Made with whole wheat and almond flours, these light and flavorful breakfast muffins are sweetened with whole cane sugar and honey, and contain Greek yogurt, lots of blueberries, and lemon zest.

These are the best healthy blueberry muffins ever!!!

Ok, that might be an exaggeration.

Well, um, they’re really close to the best healthy blueberry muffins ever!!!

Jump to Recipe!

My favorite add-ins for muffins are chocolate chips and/or any kind of berry.  My in-laws currently have blueberry bushes, so I’m always excited when they have extra.  I enjoy berries from the store too, but you can’t beat the taste when they’re fresh off the bushes.


So, if you have any fresh blueberries lying around, these muffins are the a great way to use them!  Of course, if you’re like me, the berries may not make it into the batter.

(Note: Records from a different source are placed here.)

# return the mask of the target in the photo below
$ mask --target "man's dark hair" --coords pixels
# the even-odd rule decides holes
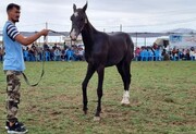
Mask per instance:
[[[21,7],[19,4],[15,4],[15,3],[10,3],[8,7],[7,7],[7,12],[12,10],[13,8],[16,8],[17,10],[21,9]]]

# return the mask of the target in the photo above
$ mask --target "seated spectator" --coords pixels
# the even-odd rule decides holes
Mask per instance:
[[[53,51],[54,54],[54,61],[60,61],[61,60],[61,51],[60,48],[56,48]]]

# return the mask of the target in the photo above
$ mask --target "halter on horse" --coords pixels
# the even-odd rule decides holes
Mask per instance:
[[[86,77],[82,84],[83,87],[83,110],[87,113],[87,84],[95,72],[98,73],[98,106],[95,114],[95,120],[100,120],[101,111],[101,97],[102,97],[102,83],[105,75],[105,68],[117,65],[124,83],[124,95],[121,101],[122,105],[130,103],[130,84],[131,84],[131,62],[133,59],[134,45],[130,35],[125,33],[118,33],[108,35],[98,32],[89,23],[86,15],[87,3],[82,9],[76,9],[73,5],[73,15],[71,16],[72,29],[70,37],[76,40],[77,36],[82,33],[83,42],[85,45],[85,59],[88,62]]]

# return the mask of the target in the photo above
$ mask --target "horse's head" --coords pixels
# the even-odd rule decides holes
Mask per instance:
[[[84,26],[87,24],[86,11],[87,3],[83,9],[76,9],[76,5],[73,4],[73,15],[71,16],[72,29],[70,32],[70,37],[72,40],[76,40],[79,33],[83,31]]]

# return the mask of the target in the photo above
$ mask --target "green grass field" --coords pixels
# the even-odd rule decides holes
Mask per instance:
[[[93,121],[97,74],[88,85],[88,114],[83,114],[86,66],[86,62],[47,62],[37,87],[28,87],[22,78],[19,117],[28,134],[196,134],[196,62],[133,62],[128,107],[120,103],[123,85],[118,71],[106,69],[100,122]],[[27,62],[26,68],[29,81],[36,82],[41,63]],[[1,134],[4,98],[5,77],[0,71]]]

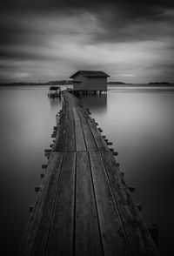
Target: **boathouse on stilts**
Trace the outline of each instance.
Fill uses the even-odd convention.
[[[73,79],[75,94],[97,94],[107,92],[107,77],[110,77],[99,71],[78,71],[70,77]]]

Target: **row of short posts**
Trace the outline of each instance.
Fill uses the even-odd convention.
[[[60,110],[57,112],[57,114],[56,115],[56,124],[57,124],[57,126],[53,126],[53,133],[51,135],[51,138],[56,138],[56,136],[57,136],[57,129],[58,129],[58,125],[59,125],[59,122],[60,122],[61,116],[62,116],[62,110]],[[55,140],[53,140],[53,143],[54,142],[55,142]],[[44,150],[44,156],[47,157],[48,159],[49,159],[49,158],[50,156],[51,152],[53,151],[53,145],[54,145],[54,144],[50,144],[50,148]],[[44,178],[45,172],[46,172],[46,170],[47,170],[47,166],[48,166],[47,164],[42,165],[42,170],[44,170],[45,172],[41,173],[41,176],[40,176],[41,179],[44,179]],[[39,192],[41,190],[42,190],[42,185],[41,185],[35,186],[35,192]],[[30,212],[32,212],[33,207],[34,207],[33,205],[30,205],[30,208],[29,208]]]
[[[91,114],[91,112],[90,111],[90,110],[88,108],[85,109],[87,113],[89,115]],[[92,118],[92,120],[94,121],[95,125],[97,126],[98,124],[95,121],[95,118]],[[97,128],[98,131],[102,133],[103,132],[103,130],[101,128]],[[110,142],[108,140],[108,138],[106,138],[106,136],[105,135],[102,135],[103,138],[104,139],[104,141],[106,142],[106,145],[109,146],[109,145],[112,145],[112,142]],[[115,152],[113,148],[110,148],[110,151],[113,152],[113,156],[116,157],[118,155],[118,152]],[[115,159],[116,160],[116,159]],[[119,163],[116,161],[116,164],[117,164],[117,168],[119,169]],[[120,174],[122,176],[122,178],[124,179],[124,172],[120,172]],[[125,184],[125,182],[124,182]],[[135,192],[135,186],[127,186],[130,192]],[[137,204],[136,205],[137,209],[141,212],[142,211],[142,205],[140,204]],[[158,237],[159,237],[159,232],[158,232],[158,227],[157,227],[157,224],[152,224],[151,226],[149,228],[149,232],[153,239],[153,241],[155,242],[156,246],[158,246]]]

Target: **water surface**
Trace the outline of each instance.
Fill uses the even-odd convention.
[[[47,94],[46,86],[0,89],[1,248],[7,255],[13,255],[26,226],[61,108],[59,99]],[[174,91],[110,87],[107,95],[81,101],[118,152],[117,160],[126,183],[136,186],[134,198],[147,225],[158,225],[162,254],[171,255]]]

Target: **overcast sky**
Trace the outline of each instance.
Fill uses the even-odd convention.
[[[102,70],[112,81],[174,82],[173,0],[5,0],[0,82]]]

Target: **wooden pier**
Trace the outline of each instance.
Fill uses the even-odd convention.
[[[17,255],[158,255],[104,136],[75,96],[63,96]]]

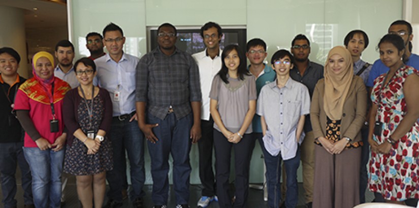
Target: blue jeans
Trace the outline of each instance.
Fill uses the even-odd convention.
[[[5,208],[15,207],[17,201],[15,199],[16,194],[16,180],[15,175],[19,165],[21,173],[22,189],[25,204],[34,203],[32,199],[32,177],[30,169],[25,159],[22,147],[23,142],[0,143],[0,173],[2,182],[2,202]]]
[[[158,126],[153,128],[153,132],[158,141],[155,144],[149,141],[147,143],[151,159],[151,198],[154,204],[167,204],[170,153],[173,158],[173,184],[176,203],[187,204],[189,201],[189,179],[191,169],[189,161],[191,144],[189,135],[193,119],[192,113],[179,120],[174,113],[168,114],[164,120],[147,114],[147,123],[158,124]]]
[[[113,117],[109,134],[112,143],[113,169],[106,172],[106,179],[110,188],[107,195],[109,199],[117,202],[122,201],[123,178],[126,174],[123,168],[125,150],[130,160],[131,177],[130,198],[133,201],[145,195],[143,191],[145,180],[144,136],[137,121],[130,122],[129,119],[120,120],[118,117]]]
[[[37,207],[58,208],[61,202],[61,174],[65,148],[54,152],[25,147],[25,158],[32,174],[32,193]]]
[[[266,166],[266,181],[268,185],[268,204],[270,208],[279,208],[281,202],[281,162],[282,158],[280,152],[273,156],[266,151],[265,145],[262,146],[262,152]],[[297,206],[298,202],[298,186],[297,170],[300,165],[300,148],[292,159],[284,160],[286,174],[286,198],[285,205],[287,208]]]

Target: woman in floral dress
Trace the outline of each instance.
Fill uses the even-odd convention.
[[[403,62],[404,43],[386,34],[378,44],[390,71],[374,81],[368,141],[369,188],[388,202],[419,198],[419,72]]]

Healthy Lemon Blueberry Muffins

  • Servings: about 20 muffins
  • Print


  • 2 cups whole wheat flour
  • 1 cup almond flour (or unbleached all purpose flour)
  • 1 Tablespoon baking powder
  • 1/2 teaspoon salt
  • 1/2 teaspoon baking soda
  • 1/3 cup butter, softened
  • 1 cup whole cane sugar (I use Sucanat)
  • 2 Tablespoons honey
  • 1/4 cup unsweetened applesauce
  • 1 egg
  • 1 teaspoon grated lemon zest
  • 1 teaspoon fresh lemon juice
  • 1 1/2 cups plain Greek yogurt
  • 2 cups fresh or frozen blueberries


Preheat oven to 375 degrees Fahrenheit.  In a medium sized bowl, stir together whole wheat flour, almond flour, baking powder, salt, and baking soda.

In large bowl, cream butter, Sucanat, honey, and unsweetened applesauce together.  Mix in egg, lemon zest, and lemon juice.  Slowly add in yogurt and flour mixture, alternating, just until mixed.  Gently fold in blueberries.

Fill greased muffin cups three quarters full.  Bake for 16-19 minutes or just until edges start to turn golden brown.  Let cool in pans for about 10 minutes and then remove to cool on racks.